Maar, zooals gezegd, in den lateren tijd van het Romeinsche keizerrijk werd de gevechtsmast weder in eere hersteld en zoo bleef het den geheelen Byzantijnschen tijd tot de galei als oorlogsschip verdwenen was.
Het Romeinsche gevechtsplan leidde voorts nog tot het invoeren van een bovenbouw op het dek, een gevechtstoren met artilleristische doeleinden. De Romeinen ter zee, waren eigenlijk niet anders dan landkrijgslieden te water en hun geheele systeem richtte zich ook te water naar militaire voorschriften. Hun oorlogsschip was niet anders dan een transportschip, een gevechts-platform en voertuig, slechts strekkende om de soldaten zoo gauw mogelijk te brengen naar de kwartieren van den vijand. En als hulpmiddelen in den krijg werden steeds medegevoerd de zware menschendoodende oorlogsmachines, die ieder Romeinsch legioen steeds met zich voerde, n.l. de katapulten en werpwerktuigen, die dienstig waren om zware stukken ijzer, steen enz. weg te slingeren.
Aan boord der schepen geplaatst, hielpen deze het werk der matrozen zeer, daar zij een overweldigenden regen van projectielen wierpen op den vijand; om deze zware artillerie bij te staan, waren er bovendien afdeelingen slingeraars aan boord.
De moeilijkheid om voor deze allen plaats aan boord der schepen te vinden, bleef bestaan; door het oprichten van gevechtstorens trachtte men hieraan te gemoet te komen.
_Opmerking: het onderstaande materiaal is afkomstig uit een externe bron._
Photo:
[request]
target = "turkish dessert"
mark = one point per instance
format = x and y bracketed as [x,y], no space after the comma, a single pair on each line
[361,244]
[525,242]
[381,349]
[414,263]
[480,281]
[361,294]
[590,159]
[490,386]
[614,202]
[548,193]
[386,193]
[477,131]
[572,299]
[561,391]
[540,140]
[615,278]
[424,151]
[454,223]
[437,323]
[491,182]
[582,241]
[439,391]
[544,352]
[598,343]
Het waren hooge gevaarten, soms zeven meter hoog, waarop de katapulten geplaatst waren en waaromheen de slingeraars op eene omheining stonden; zoowel aan den voor- als aan den achtersteven bracht men ze aan.
Het idee van ons modern oorlogsschip is eigenlijk geen ander dan de galei ten tijde van Hadrianus of Constantinus; de artilleristische inrichting is dezelfde gebleven.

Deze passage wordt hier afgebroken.